解答: 使用海伦公式,其中 \(s = \frac{1}{2}\,(a+b+c) = \frac{1}{2}\,(5+4+7) = 8\),面积 $K$ 为:
Find the area of the triangle \(\triangle ABC\) given $a=5$, $b=4$, and $c = 7$.
Solution: Using Heron’s formula with \(s = \frac{1}{2}\,(a+b+c) = \frac{1}{2}\,(5+4+7) = 8\), the area $K$ is given by:
海伦公式在理论方面很有用(例如,在推导其他公式时)。然而,它不太适合用计算器计算,在计算“极端”三角形时会表现出所谓的“数值不稳定性”,如下例所示。
Heron’s formula is useful for theoretical purposes (e.g. in deriving other formulas). However, it is not well-suited for calculator use, exhibiting what is called numerical instability for “extreme” triangles, as in the following example.
Example 2.16
给定 $a=1000000$、$b=999999.9999979$ 和 $c = 0.0000029$,求三角形 \(\triangle ABC\) 的面积。

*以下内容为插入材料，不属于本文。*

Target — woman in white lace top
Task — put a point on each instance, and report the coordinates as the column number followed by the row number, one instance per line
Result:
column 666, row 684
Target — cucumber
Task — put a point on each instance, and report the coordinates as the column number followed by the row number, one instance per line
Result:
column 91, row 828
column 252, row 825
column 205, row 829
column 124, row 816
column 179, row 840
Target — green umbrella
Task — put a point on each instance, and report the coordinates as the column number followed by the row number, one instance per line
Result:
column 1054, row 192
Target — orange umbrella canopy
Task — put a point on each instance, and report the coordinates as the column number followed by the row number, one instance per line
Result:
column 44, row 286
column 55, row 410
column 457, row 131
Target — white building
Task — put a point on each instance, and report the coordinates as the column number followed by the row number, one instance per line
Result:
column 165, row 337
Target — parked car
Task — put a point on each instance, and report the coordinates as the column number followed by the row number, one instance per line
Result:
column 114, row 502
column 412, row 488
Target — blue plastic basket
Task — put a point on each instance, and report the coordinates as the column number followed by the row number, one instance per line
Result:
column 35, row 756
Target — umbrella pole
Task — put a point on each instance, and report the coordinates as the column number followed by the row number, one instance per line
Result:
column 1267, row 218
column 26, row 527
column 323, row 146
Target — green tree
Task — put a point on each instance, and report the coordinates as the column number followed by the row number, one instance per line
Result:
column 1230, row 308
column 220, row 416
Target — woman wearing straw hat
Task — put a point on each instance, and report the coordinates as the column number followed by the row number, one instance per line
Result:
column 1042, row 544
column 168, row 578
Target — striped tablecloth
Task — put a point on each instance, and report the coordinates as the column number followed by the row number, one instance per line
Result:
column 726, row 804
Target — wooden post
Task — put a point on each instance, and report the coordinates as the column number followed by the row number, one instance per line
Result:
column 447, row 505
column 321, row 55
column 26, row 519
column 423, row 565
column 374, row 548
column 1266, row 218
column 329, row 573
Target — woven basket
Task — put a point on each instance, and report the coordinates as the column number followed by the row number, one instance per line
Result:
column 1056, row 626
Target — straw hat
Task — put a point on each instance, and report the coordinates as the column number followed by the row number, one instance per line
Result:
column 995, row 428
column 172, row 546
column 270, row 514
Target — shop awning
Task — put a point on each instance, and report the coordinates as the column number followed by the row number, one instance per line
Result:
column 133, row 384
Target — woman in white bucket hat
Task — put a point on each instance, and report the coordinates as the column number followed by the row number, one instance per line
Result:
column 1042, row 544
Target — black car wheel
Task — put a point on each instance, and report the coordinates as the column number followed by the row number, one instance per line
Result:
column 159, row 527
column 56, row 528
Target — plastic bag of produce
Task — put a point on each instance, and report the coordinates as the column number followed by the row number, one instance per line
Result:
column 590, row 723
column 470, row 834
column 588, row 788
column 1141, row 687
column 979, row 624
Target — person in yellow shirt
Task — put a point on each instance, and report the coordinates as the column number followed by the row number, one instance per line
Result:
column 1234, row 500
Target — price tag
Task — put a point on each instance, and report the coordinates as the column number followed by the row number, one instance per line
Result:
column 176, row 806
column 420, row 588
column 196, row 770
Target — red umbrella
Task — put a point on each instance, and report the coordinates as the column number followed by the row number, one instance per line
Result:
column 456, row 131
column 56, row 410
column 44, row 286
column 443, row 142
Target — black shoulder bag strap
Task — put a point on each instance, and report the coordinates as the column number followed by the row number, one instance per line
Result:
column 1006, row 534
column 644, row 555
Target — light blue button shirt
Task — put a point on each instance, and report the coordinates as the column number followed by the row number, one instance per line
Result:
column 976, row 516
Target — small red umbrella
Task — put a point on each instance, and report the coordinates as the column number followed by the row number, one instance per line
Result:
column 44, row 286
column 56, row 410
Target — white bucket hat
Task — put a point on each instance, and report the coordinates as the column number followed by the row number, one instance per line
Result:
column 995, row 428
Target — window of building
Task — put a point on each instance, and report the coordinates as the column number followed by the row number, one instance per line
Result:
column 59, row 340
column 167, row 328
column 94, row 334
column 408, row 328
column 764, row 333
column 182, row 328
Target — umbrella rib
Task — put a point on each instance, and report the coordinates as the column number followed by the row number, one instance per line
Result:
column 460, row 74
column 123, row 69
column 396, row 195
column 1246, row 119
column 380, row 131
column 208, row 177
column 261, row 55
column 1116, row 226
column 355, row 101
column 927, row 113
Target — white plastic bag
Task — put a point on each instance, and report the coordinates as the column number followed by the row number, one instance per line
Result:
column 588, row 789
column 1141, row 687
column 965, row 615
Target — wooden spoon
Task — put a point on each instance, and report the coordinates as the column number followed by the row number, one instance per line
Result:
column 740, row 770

解答: 要使用海伦公式,我们需要计算 \(s = \frac{1}{2}\,(a+b+c)\)。注意,$a+b+c$ 的实际值为 $2000000.0000008$,有 $14$ 位数字。大多数计算器内部可以存储 $12$-$14$ 位数字(即使显示的位数更少),因此可能会将 $a+b+c$ 的值四舍五入为 $2000000$。当我们将 $a+b+c$ 的四舍五入值除以 $2$ 得到 $s$ 时,某些计算器(例如 TI-83 Plus)会给出向下舍入的值 $1000000$。
这是一个问题,因为 $a=1000000$,所以我们会得到 $s-a=0$,导致海伦公式计算出的三角形面积为 $0$!这确实是 TI-83 Plus 返回的错误答案。其他计算器可能会给出其他不准确的答案,具体取决于它们内部存储值的方式。实际面积(精确到小数点后 15 位)为 $K = 0.99999999999895$,即它基本上为 $1$。

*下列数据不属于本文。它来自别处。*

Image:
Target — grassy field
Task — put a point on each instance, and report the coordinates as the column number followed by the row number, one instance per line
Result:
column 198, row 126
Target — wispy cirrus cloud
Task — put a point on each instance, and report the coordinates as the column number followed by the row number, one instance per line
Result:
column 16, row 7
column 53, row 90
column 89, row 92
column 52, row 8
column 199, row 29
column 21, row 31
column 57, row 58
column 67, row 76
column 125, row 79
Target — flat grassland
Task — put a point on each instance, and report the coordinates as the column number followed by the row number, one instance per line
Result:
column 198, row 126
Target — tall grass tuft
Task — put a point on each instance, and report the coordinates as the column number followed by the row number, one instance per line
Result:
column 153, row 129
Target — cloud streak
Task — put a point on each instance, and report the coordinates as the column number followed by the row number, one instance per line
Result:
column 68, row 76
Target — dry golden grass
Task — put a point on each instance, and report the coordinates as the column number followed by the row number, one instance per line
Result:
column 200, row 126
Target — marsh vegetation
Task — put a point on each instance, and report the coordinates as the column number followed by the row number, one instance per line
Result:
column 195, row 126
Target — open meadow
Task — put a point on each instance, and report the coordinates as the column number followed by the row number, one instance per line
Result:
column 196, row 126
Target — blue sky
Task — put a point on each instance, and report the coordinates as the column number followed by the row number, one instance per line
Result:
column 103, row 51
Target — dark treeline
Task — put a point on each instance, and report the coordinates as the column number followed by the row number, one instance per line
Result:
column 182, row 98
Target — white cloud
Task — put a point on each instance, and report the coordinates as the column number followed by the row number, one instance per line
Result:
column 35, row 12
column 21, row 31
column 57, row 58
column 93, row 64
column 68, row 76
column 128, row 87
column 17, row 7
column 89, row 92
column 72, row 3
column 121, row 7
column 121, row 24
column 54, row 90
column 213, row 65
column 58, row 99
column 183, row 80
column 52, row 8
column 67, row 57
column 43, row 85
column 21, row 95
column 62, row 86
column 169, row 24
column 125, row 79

Find the area of the triangle \(\triangle ABC\) given $a=1000000$, $b=999999.9999979$, and $c = 0.0000029$.
Solution: To use Heron’s formula, we need to calculate \(s = \frac{1}{2}\,(a+b+c)\). Notice that the actual value of $a+b+c$ is $2000000.0000008$, which has $14$ digits. Most calculators can store $12$-$14$ digits internally (even if they display less), and hence may round off that value of $a+b+c$ to $2000000$. When we then divide that rounded value for $a+b+c$ by $2$ to get $s$, some calculators (e.g. the TI-83 Plus) will give a rounded down value of $1000000$.
This is a problem because $a=1000000$, and so we would get $s-a=0$, causing Heron’s formula to give us an area of $0$ for the triangle! And this is indeed the incorrect answer that the TI-83 Plus returns. Other calculators may give some other inaccurate answer, depending on how they store values internally. The actual area - accurate to $15$ decimal places - is $K = 0.99999999999895$, i.e. it is basically $1$.
上面的例子展示了 浮点运算 的复杂性。[9] 幸运的是,当三条边已知时,有一个更好的公式 [10] 来计算三角形的面积:
对于边长为 \(\triangle ABC\) 的三角形 \(a \ge b \ge c\),其面积为:
要使用此公式,请将边的名称排序,使得 \(a \ge b \ge c\)。然后, 按照公式中出现的顺序(包括括号的使用)对平方根内的运算进行操作 。然后,取平方根并除以 4。对于示例 2.16 中的三角形,上述公式在与海伦公式不符的同一台 TI-83 Plus 计算器上,给出的答案恰好是 $K = 1$。这个公式的神奇之处在于,它只是海伦公式的重写版!括号的使用是为了确保数值稳定性,强制运算顺序正确。
另一个公式 [11] 给出了三角形三条边的面积,如下所示:
对于边长为 \(a \ge b \ge c\) 的三角形 \(\triangle ABC\),其面积为:
对于示例 2.16 中的三角形,在使用海伦公式计算失败的同一台 TI-83 Plus 计算器上,上述公式的计算结果恰好为 $K = 1$。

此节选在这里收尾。